Norway's licensing round to explore for oil and gas in mature offshore areas attracted bids from 39 companies, up from 33 firms last year, the Oil and Energy Ministry said on Sept. 6.
The announcement comes five days before a parliamentary election in Norway, where some opposition parties have called for scaling back exploration to reduce carbon emissions from Western Europe's top oil and gas producer.
When the so-called predefined areas (APA) licensing round was announced in May, the right-wing government expanded the areas offered near existing discoveries by 87 blocks in the Norwegian and the Barents Seas.
Norway's Oil and Energy Minister Terje Soeviknes said in a statement that increased interest in this year's APA round showed optimism was returning to the industry.
"Further exploration activity is vital to future value creation and employment," he said. "This, in turn, is important with reference to financing the welfare state."
Applicants included majors Royal Dutch Shell Plc (NYSE: RDS.A), ConocoPhillips Co. (NYSE: COP), ExxonMobil Corp. (NYSE: XOM) and Total SA (NYSE: TOT), as well as Norway's biggest oil and gas company Statoil ASA (NYSE: STO).
Also on the list was Oslo-listed DNO ASA, the biggest oil producer in the Kurdistan region of Iraq, which re-entered the Norwegian continental shelf in May after acquiring Origo Exploration.
The government plans to award licenses in early 2018.
In the APA round in 2016, 29 of the 33 applicants were awarded 56 production licenses.

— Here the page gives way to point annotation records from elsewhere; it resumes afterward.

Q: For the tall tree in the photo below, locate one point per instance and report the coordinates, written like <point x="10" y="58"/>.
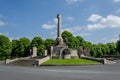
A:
<point x="5" y="47"/>
<point x="38" y="42"/>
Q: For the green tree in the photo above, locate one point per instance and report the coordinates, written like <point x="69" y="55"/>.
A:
<point x="118" y="46"/>
<point x="5" y="47"/>
<point x="112" y="48"/>
<point x="41" y="50"/>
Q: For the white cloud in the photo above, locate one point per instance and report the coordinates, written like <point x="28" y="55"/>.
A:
<point x="55" y="20"/>
<point x="111" y="21"/>
<point x="118" y="11"/>
<point x="73" y="1"/>
<point x="48" y="26"/>
<point x="2" y="23"/>
<point x="95" y="26"/>
<point x="113" y="38"/>
<point x="94" y="17"/>
<point x="2" y="16"/>
<point x="73" y="29"/>
<point x="116" y="0"/>
<point x="70" y="18"/>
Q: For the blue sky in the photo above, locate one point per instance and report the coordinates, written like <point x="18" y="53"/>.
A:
<point x="97" y="21"/>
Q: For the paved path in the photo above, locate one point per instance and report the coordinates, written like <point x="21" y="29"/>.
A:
<point x="91" y="72"/>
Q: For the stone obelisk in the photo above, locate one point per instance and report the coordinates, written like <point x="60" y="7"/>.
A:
<point x="59" y="25"/>
<point x="59" y="40"/>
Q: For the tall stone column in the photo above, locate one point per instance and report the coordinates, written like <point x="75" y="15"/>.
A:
<point x="59" y="26"/>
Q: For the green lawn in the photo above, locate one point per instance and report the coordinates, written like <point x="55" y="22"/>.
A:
<point x="69" y="62"/>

Mature area licensing rounds attracted the most interest in 2013, when 50 firms submitted bids, compared to 16 bids in 2005.
Norway's APA rounds were introduced in 2003 to encourage exploration near existing discoveries. Oil firms usually have between one and three years to decide whether to drill an exploration well, otherwise, the production license becomes void.
Norway holds separate licensing rounds to hand out acreage in frontier areas.
Companies do not pay for exploration acreage, but future profits from any discoveries are subject to high tax rates.